A dozen more measures have Nov. 18 deadline

Andrew Taylor Associated Press

WASHINGTON – The House passed a spending bill Tuesday to fund the government for six weeks, delaying a series of battles over spending and policy that include everything from labor law and environmental regulations to abortion and the Pentagon budget.

The 352-66 vote sent the measure to President Barack Obama in time to avert a government shutdown at midnight. That ended a skirmish over disaster aid that seemed to signal far more trouble ahead as Obama and a bitterly divided Congress begin working on ironing out hundreds of differences, big and small, on a $1 trillion-plus pile of 12 unfinished spending bills.

Fifty-three Republicans defected on the measure, which was calibrated to spend money at rates equal to an August budget deal between Congress and Obama that permits too much spending for many tea party conservatives.

For weeks officials fought over disaster aid after the House insisted that $1 billion in emergency aid for victims of Hurricane Irene and other natural disasters should have been offset by cuts elsewhere in the budget. House and Senate Democrats strongly opposed the idea, particularly over House GOP cuts to a loan guarantee program that helps automakers retool factories to meet new fuel economy standards.

But a face-saving compromise last week – the Senate dropped both the $1 billion in aid and the cuts to clean energy programs – paved the way for Tuesday’s vote. Debate lasted just minutes.

“We need to keep the doors of the government open to the American people who rely on its programs and services,” said the chairman of the House Appropriations Committee, Rep. Harold Rogers, R-Ky. “Furthermore, our economy cannot handle the instability that comes with the threat of a government shutdown.”

A far more difficult task loomed: passing the 12 annual spending bills that lay out the day-to-day operating budgets for Cabinet agencies and departments.

On one hand, the task was made easier by the fact that the GOP-controlled House, the Democratic-run Senate and the president were in agreement on an overall $1 trillion-plus budget for the day-to-day operations of government agencies. The August budget deal restored $24 billion in cuts sought by Republicans in their April budget, but the overall budget “cap” remained slightly below levels for the 2011 budget year that ended Sept. 30.

Still, there remained plenty of disagreement over which programs should be increased and which should be cut the deepest.
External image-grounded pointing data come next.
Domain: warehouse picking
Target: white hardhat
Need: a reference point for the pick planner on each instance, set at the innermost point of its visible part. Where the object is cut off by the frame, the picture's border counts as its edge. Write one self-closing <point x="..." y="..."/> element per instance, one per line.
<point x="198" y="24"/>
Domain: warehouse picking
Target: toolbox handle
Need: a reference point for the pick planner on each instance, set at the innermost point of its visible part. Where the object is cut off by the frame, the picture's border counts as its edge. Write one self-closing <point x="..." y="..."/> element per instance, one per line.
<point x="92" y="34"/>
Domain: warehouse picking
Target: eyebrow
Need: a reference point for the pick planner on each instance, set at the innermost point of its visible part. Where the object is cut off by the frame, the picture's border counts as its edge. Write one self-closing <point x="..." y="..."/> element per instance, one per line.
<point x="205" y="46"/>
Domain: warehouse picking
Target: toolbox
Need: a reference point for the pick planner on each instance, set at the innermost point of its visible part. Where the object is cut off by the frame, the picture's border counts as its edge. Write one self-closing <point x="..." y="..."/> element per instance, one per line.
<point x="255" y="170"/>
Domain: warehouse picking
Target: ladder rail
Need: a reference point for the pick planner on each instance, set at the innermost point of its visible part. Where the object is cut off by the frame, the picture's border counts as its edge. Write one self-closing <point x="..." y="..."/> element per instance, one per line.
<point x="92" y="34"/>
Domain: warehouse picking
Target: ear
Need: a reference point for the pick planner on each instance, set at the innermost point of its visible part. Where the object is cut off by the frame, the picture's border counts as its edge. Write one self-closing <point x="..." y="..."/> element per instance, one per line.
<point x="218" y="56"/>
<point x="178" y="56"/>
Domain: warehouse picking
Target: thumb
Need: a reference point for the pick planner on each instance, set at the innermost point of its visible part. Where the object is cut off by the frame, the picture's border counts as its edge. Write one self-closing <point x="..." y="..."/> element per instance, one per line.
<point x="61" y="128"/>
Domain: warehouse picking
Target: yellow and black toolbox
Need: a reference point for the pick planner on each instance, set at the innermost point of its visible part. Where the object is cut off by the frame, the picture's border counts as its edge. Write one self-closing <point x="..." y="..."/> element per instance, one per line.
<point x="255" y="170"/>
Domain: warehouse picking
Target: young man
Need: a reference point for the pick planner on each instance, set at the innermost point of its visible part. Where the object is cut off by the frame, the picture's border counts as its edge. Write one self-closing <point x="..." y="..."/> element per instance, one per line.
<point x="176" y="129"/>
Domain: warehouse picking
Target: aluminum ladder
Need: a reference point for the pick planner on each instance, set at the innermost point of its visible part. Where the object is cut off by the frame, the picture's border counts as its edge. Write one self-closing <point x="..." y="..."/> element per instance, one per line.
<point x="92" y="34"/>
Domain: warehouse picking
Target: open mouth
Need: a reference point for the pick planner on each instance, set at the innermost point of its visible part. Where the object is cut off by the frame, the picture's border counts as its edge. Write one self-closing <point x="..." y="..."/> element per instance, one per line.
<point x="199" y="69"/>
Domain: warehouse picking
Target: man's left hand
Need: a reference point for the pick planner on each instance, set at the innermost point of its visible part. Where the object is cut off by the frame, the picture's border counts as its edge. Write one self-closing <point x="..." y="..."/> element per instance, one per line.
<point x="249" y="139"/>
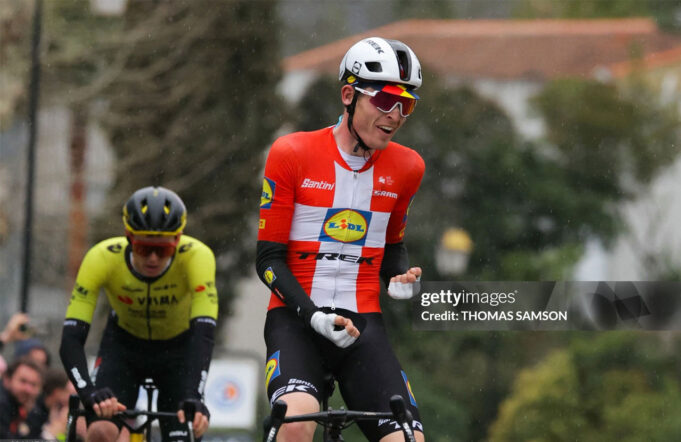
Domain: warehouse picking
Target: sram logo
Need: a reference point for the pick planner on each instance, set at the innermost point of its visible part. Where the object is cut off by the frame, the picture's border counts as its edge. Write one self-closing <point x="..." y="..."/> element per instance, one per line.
<point x="161" y="300"/>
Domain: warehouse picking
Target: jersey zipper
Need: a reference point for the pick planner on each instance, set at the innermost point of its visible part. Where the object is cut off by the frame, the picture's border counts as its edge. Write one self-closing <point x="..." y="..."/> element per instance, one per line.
<point x="355" y="184"/>
<point x="149" y="309"/>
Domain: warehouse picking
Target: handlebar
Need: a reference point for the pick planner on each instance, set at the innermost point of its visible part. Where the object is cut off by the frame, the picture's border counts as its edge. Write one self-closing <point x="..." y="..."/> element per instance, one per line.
<point x="339" y="419"/>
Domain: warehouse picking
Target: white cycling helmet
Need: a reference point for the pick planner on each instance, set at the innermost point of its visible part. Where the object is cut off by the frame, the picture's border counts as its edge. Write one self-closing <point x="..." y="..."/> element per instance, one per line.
<point x="379" y="59"/>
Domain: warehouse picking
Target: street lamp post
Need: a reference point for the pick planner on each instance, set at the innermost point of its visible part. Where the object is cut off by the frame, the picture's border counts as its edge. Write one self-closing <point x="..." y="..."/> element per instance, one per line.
<point x="453" y="252"/>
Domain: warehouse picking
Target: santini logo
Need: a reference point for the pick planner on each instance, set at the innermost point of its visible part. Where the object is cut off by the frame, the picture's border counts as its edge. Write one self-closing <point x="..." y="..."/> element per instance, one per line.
<point x="312" y="184"/>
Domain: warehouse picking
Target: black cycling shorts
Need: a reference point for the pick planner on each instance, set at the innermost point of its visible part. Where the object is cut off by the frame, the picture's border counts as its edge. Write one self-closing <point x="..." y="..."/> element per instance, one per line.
<point x="124" y="362"/>
<point x="368" y="373"/>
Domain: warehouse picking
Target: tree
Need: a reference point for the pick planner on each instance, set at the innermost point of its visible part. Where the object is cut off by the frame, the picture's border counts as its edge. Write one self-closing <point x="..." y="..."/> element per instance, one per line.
<point x="608" y="387"/>
<point x="664" y="11"/>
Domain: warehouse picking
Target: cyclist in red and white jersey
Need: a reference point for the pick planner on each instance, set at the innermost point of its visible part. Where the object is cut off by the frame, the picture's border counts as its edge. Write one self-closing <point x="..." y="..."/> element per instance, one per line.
<point x="333" y="214"/>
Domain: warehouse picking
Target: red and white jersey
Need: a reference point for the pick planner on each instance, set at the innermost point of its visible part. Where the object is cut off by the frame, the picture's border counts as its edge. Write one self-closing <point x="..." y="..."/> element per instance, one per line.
<point x="336" y="221"/>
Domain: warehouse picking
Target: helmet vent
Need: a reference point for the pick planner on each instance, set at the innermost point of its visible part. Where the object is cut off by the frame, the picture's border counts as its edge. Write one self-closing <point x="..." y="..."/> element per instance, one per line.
<point x="374" y="66"/>
<point x="403" y="63"/>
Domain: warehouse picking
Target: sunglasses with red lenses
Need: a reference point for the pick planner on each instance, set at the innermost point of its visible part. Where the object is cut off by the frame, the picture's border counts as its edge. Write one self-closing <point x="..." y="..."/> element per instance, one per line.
<point x="386" y="102"/>
<point x="146" y="248"/>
Republicans were pressing big cuts to foreign aid and to preserve some budget gains for the Pentagon; Democrats and Obama wanted more money for domestic programs like job training, Pell Grants and heating subsidies for the poor.

To make the bills appealing to conservatives despite higher-than-hoped spending levels, House Republicans were using the bills to attack Obama’s policies on health care and financial services, environmental regulations and labor rules. GOP lawmakers also were fighting on behalf of conservative social policies such as eliminating federal aid for family planning and barring health care plans for federal workers from covering abortions.

The short-term measure set a Nov. 18 deadline to wrap up the unfinished spending bills.